Tutti e due sono a loro volta detenuti a Torino e processati nel novembre 1849, per le stesse accuse addebitate ai loro compaesani, rivolta e maltrattamenti.

Scorcio del paese di Castagnito

La Corte di Appello è sempre presieduta dal conte Schiari. Anche questa volta dal dibattimento non emergono precise responsabilità, anzi si alleggerisce molto la posizione di Rosso.

Il dibattimento non fornisce sufficienti riscontri della colpevolezza di Rosso: é soltanto emersa a suo carico la testimonianza di un suo vicino di casa, il quale ha affermato che un fratello di Giacinto Rosso, il giorno dopo la rivolta, gli ha detto che Giacinto in tale circostanza era stato percosso e perciò se ne stava ancora a letto. Il testimone ha anche sentito dire dalla voce pubblica di Vezza che anche Rosso aveva partecipato alla zuffa. Secondo i giudici, questi addebiti sono attenuati dal fatto che Rosso si è spontaneamente costituito in carcere e che sono pervenute favorevoli attestazioni sulla sua moralità.

Quanto a Gaia, la maggior parte dei testimoni è stata concorde nell’affermare che è stato lui a causare tutto quel trambusto. Anzi qualcuno lo ha visto alle prese coi carabinieri, tanto da rimanere ferito. Ma nessuno lo ha visto mentre infieriva sul carabiniere Bergont. Anche nei confronti di Gaia bisogna tenere presente i criteri adottati nella sentenza del 31 luglio 1849: Gaia, come gli altri accusati aveva la «mente alterata dal vino».

Giacinto Rosso è dichiarato non colpevole del reato di cui è accusato e assolto «senza costo di spesa». Domenico Gaia è colpevole ma è stato punito in modo sufficiente col carcere preventivo già scontato; insieme agli altri condannati con sentenza del 31 luglio 1849, dovrà indennizzare il carabiniere Bergont. I due devono essere rilasciati se non sono detenuti per altra causa.

Questa è la sentenza che il Presidente Schiari legge all’udienza pubblica del 13 novembre 1849.

Termina così la nostra ricostruzione di quello che abbiamo definito sballo giovanile del periodo risorgimentale. È fin troppo facile trovare una conclusione per questa vicenda.

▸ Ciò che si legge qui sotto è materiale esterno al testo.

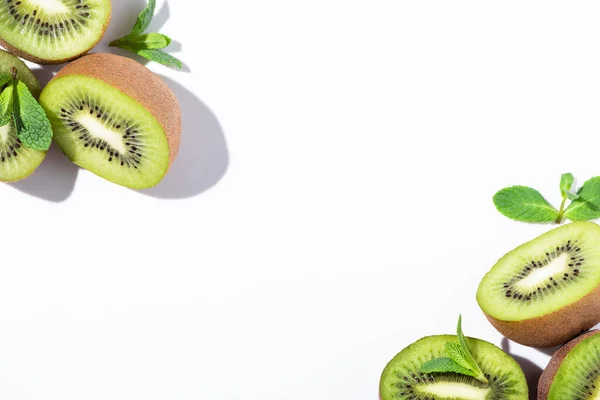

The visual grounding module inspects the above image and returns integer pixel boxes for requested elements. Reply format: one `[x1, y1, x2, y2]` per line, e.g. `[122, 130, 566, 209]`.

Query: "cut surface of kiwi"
[477, 221, 600, 348]
[0, 0, 111, 64]
[0, 50, 46, 182]
[40, 54, 181, 189]
[538, 331, 600, 400]
[477, 222, 600, 321]
[379, 335, 528, 400]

È sconfortante vedere come il bere eccessivo sia rimasto un problema per i giovani in festa: un adolescente italiano su cinque beve e ha iniziato prestissimo a farlo, tra gli undici e i quindici anni, secondo l’Istituto Superiore di Sanità. Lo ha ricordato, ad esempio, Buongiorno Europa, il settimanale del TGR in onda domenica 7 dicembre 2008 su Raitre, aggiungendo che in Italia si comincia a bere prima, che il 67% dei ragazzini sotto i quindici anni dichiara di bere abitualmente il sabato sera, il 30% più di cinque bicchieri, il 40 % da tre a cinque bicchieri di alcolici.

Tenendo conto che gli accusati di Vezza non erano neppure tutti giovanissimi, che dai documenti non ci appaiono come bevitori abituali, che avevano esagerato nell’alzare il gomito in occasione di una festa solenne e che appartenevano a quel ceto popolare che non disponeva di altri divertimenti oltre al bere, tutto sommato fanno più bella figura di certi nostri giovani d’oggi.